Sejak lulus dari salah satu SMA favorit di Jombang, Ani berniat melanjutkan pendidikan hingga sarjana dan keputusan itu sangat didukung penuh keluarga. Alasannya karena dia tidak ingin seperti tetangganya yang menjadi pahlawan devisa. Kebanyakan warga desa tempat tinggal Ani memilih berjuang di luar negeri agar kehidupan mereka terangkat.

“Hanya saja saat itu kenyataan masih berkata lain, selama mendaftar di Perguruan Tinggi Negeri (PTN) dan Perguruan Tinggi Swasta (PTS) tidak membuahkan hasil. Akhirnya saya memutuskan bekerja sebagai tabungan mendaftar kuliah tahun berikutnya, hanya saja dari sekian banyak tempat kerja tidak ada yang sampai bertahan lama.
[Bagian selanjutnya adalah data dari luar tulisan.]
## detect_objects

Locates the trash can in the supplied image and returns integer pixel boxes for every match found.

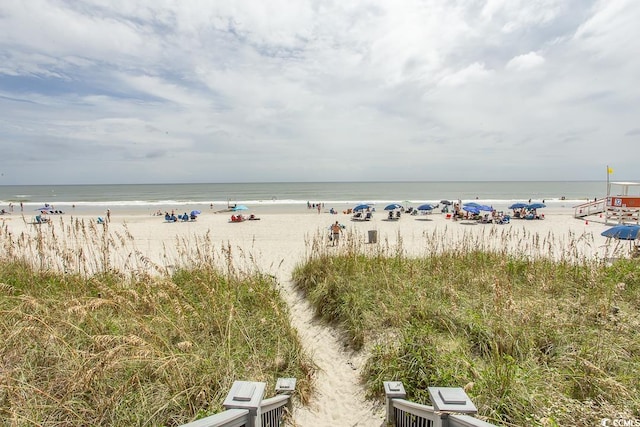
[368,230,378,244]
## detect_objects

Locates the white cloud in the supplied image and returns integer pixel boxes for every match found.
[506,52,545,71]
[438,62,493,87]
[0,0,638,184]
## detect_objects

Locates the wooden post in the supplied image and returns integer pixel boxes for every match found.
[383,381,406,425]
[223,381,266,427]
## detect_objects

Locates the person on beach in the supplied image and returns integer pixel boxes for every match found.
[106,209,111,222]
[330,221,342,246]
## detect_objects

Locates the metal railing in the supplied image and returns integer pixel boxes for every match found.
[179,378,295,427]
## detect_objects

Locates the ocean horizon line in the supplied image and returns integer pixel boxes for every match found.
[0,179,610,188]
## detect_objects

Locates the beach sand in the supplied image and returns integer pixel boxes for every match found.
[0,206,629,426]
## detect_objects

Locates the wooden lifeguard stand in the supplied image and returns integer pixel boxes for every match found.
[575,181,640,224]
[604,181,640,224]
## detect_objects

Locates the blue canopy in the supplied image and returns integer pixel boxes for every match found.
[527,203,546,210]
[353,204,371,211]
[601,224,640,240]
[417,204,434,211]
[478,205,494,212]
[463,205,480,214]
[463,202,481,207]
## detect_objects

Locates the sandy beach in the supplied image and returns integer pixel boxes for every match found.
[0,206,630,426]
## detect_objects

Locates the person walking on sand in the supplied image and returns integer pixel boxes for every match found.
[330,221,342,246]
[106,209,111,222]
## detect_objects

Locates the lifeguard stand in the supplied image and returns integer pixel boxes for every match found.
[574,181,640,224]
[605,181,640,224]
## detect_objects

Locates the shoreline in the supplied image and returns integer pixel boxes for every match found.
[7,201,587,218]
Pada saat bersamaan keluarga sedang mengalami krisis keuangan, ditambah lilitan hutang dari bank semakin banyak,” ujar Ani.
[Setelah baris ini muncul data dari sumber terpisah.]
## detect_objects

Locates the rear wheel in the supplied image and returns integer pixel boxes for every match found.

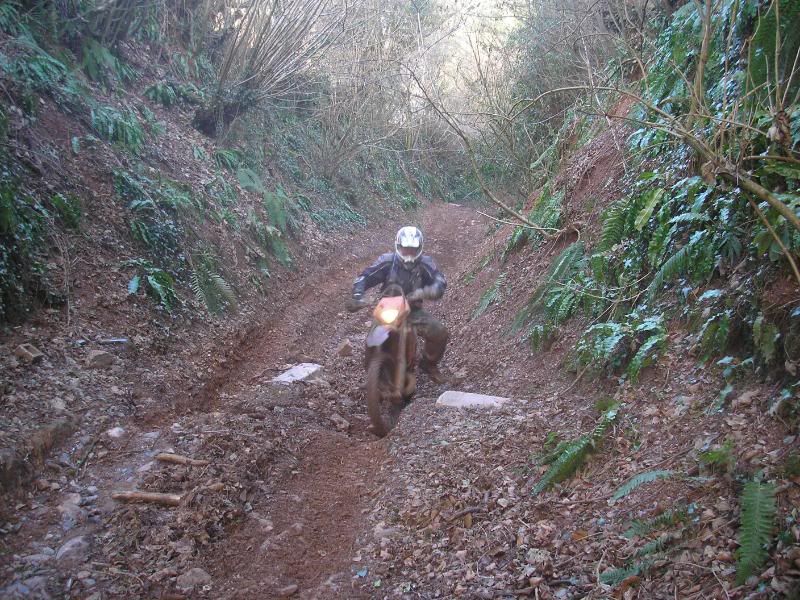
[366,353,402,437]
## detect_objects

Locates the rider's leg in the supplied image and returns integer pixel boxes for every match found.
[410,309,449,383]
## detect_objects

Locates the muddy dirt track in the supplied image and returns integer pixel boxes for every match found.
[1,201,489,599]
[5,198,798,600]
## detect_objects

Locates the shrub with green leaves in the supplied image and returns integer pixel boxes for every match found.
[125,259,179,311]
[576,313,666,380]
[0,179,48,322]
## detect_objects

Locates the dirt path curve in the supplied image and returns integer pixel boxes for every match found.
[204,201,485,599]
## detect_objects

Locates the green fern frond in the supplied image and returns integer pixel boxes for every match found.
[237,167,265,193]
[214,149,241,171]
[736,480,776,584]
[627,331,667,381]
[532,404,619,495]
[600,560,654,586]
[644,241,695,302]
[145,81,178,107]
[263,188,290,233]
[624,508,688,538]
[191,260,237,315]
[473,273,506,319]
[610,470,677,503]
[600,198,633,250]
[510,242,584,334]
[533,437,592,495]
[501,226,529,262]
[632,530,683,559]
[752,315,779,365]
[668,212,711,224]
Alhasil, keadaan telah memaksa wanita berhijab tersebut mengesampingkan dulu niatnya untuk kuliah. Orang tuanya yang hanya lulusan SD bekerja sebagai petani Desa Pulogedang, Kecamatan Tembelang, kala itu pekerjaan di ladang sejak pagi hingga siang hari hanya mendapat upah 2.000 rupiah . Berbanding terbalik dengan gaji buruh migran, setiap bulan bisa mendapat 4 juta rupiah.

Gaji melimpah bukan berarti jaminan kehidupan Tenaga Kerja Wanita (TKW) di negeri orang bisa makmur, tidak menampik jika sepulang ke kampung halaman mereka bisa membeli sawah, membangun rumah atau bahkan membeli perabotan rumah. Di balik ‘kemakmuran’ banyak diantara mereka yang mengalami kekerasan fisik, keluarga di rumah tidak terurus, ada juga sepulang ke rumah diceraikan pasangan masing-masing.

Berbekal pengalaman tetangga, Ani meneliti baik-baik negara mana yang memberikan jaminan keamanan bagi buruh migrannya. Sampai akhirnya pilihan jatuh kepada Hongkong. Keberangkatannya sebagai buruh migran dibarengi dengan niat menabung sebagai biaya melanjutkan pendidikan seusai kontraknya habis. Dari situlah asam manis menjalani kehidupan di negeri orang dimulai.

Di Hongkong, wanita kelahiran tahun 1983 itu tinggal di vila milik majikannya yang ada di kawasan New Territories. Disana dia tidak tinggal seorang diri, ada beberapa TKW lain yang telah lebih dulu. Ani juga sering diperbantukan di rumah orang tua majikannya.

Selang 2 tahun kontraknya habis, utang piutang keluarga telah terbayar dan tabungannya dirasa cukup. Ani pun merealisasikan mimpinya melanjutkan pendidikan di salah satu universitas di Surabaya dengan mengambil jurusan Psikologi, dengan niatan menggapai impiannya menjadi penulis novel.

Setelah menjadi sarjana, bukannya menjadi penulis tapi profesi produser film dokumenterlah karirnya berlanjut. Memang seusai kuliah sempat menulis fiksi dan membukukan perjalanannya selama di Hongkong tetapi belum ada yang menembus penerbit ataupun menjuarai perlombaan.

Sampai suatu saat melihat iklan lomba film dokumenter, seketika tertarik untuk mencoba hal baru tersebut dengan otodidak belajar pada temannya. Semula latar belakang TKW telah ditutup rapat oleh Ani, tetapi ketika mengikuti lomba latar belakang tersebutlah yang melambungkan namanya sebagai sineas ternama dan mengantarkannya dalam mendapatkan penghargaan Piala Citra.

“Setelah ketagihan membuat film, saya memperdalamnya dengan merengguh gelar diploma di salah satu institut di Jakarta,” ungkap wanita usia 34 tahun itu. fakhruddin

Kamus sederhana
Sineas : Istilah umum yang merujuk kepada seseorang yang memiliki keahlian tentang cara dan teknik pembuatan film.